Bien sûr il y a sa "patte" qui fait que les situations ont ce qu'il faut d'absurdité pour créer un décalage, une distance qui autorisent un regard sans doute plus objectif, plus tranché sur les situations; puis la comparaison avec le monde qui est le nôtre finit par nous faire réaliser que finalement, l'essentiel est commun à ces deux "mondes" et que la critique de l'un est facilement transposable à l'autre.
Quand on découvre le rôle de bouc émissaire tenu par "la Gloïre" sur sa barque, on ne peut se retenir d'y voir une image de la place qu'occupe la religion dans la vie de beaucoup de nos contemporains : plus qu'une spiritualité, ils y recherchent une expiation indolore, ils souhaitent se délivrer du poids de leur culpabilité, de leurs pêchés, sur un tiers.
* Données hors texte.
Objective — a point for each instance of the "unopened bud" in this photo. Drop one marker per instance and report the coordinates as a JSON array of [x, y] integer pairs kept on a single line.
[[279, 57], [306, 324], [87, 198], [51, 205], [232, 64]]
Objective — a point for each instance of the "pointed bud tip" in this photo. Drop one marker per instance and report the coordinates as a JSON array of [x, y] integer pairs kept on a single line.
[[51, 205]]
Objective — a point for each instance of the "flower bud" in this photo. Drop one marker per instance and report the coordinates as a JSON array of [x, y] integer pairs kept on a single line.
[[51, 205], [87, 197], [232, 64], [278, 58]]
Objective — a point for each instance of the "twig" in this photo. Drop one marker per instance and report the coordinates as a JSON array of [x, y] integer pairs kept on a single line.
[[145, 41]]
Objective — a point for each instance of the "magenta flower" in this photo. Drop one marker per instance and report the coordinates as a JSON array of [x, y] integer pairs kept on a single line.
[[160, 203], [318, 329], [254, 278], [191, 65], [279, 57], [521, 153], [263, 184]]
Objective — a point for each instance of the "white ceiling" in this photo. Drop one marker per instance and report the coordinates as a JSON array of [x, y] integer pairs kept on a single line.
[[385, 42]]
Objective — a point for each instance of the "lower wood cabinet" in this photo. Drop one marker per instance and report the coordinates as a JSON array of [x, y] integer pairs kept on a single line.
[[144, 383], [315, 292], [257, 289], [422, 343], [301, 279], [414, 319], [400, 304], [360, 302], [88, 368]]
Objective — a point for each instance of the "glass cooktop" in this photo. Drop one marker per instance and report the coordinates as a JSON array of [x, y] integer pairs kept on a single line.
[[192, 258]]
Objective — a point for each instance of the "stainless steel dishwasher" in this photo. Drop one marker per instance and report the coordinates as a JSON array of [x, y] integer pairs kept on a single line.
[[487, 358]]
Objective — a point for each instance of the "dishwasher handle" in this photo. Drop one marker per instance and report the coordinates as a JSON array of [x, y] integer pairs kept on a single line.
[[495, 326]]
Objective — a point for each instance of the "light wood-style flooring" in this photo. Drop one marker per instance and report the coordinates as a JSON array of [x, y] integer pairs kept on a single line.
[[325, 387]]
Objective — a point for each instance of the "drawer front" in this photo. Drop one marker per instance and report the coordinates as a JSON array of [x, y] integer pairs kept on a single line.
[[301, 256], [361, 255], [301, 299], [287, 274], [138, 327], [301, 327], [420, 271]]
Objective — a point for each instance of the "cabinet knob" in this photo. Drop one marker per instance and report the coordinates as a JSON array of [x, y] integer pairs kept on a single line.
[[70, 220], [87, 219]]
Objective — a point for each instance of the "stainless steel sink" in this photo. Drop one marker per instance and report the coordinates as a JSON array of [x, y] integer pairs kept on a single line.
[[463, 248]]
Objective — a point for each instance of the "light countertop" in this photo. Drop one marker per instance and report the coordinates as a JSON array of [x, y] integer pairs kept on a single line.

Une visite à cet homme lorsqu'un membre de "ce monde" a une culpabilité trop grande à porter et celui ci se voit contraint de commettre un acte répugnant afin de soulager le pêcheur de sa peine.
Ailleurs, la description de la place de l'église et de celle de l'homme d'église ("le curé") qui se fourvoie en réalisant des mises en scènes grandiloquentes pour attirer un public friand de violence et de spectacle en dit beaucoup sur l'avis plutôt critique de l'auteur en ce domaine.
Pour finir (mais il y en aurait beaucoup d'autres : la foire aux vieux notamment (où le vieillard improductif en est réduit à la condition d'objet de consommation marchandable), je noterai la dérive de cet "étranger", Jacquemort (personnage principal) qui porte un regard effaré sur ce monde qu'il découvre, ce "candide" ébloui par la violence des mécanismes qui régissent cette société et qui, au contact de celle-ci, finit par y participer et par perdre son avis critique, par se laisser entrainer par la violence des relations établies entre ses membres sans y trouver à redire...et finit par tenir le rôle le moins enviable peut être de ce monde abject.
D'où la nécessité de réussir à s'extraire du carcan moral de notre société pour réussir à porter un regard objectif légitime sur les mécanismes qui la régissent.
Oh, rien de nouveau là dedans mais Boris Vian l'amène d'une si jolie façon : Son roman est parfois à la limite du fantastique mais ancré dans un réel qui rend douloureux certains propros.
Poésie et fantaisie se mêlent et -comme tout artiste qui se respecte- il appuie là où ça fait mal pour faire réagir le lecteur.
D'ailleurs, mon coeur de mère se serre en refermant le livre et j'ai peine à croire qu'une autre maman pourrait ne pas être atterrée en tournant la dernière page tant il est clair que la situation décrite vient clore une dérive maternelle développée en réaction à la naturelle soif de liberté de la jeunesse qui s'épanouit.
Une citation pour terminer (Evoquant Jacquemort qui découvre ce monde)
"Peu à peu, il se détendit et glissa dans l'inconscience, fermant ses paupières lasses sur des rétines lacérées par les lânières rêches de visions insolites"
Si vous ne l'avez jamais lu, lançez vous!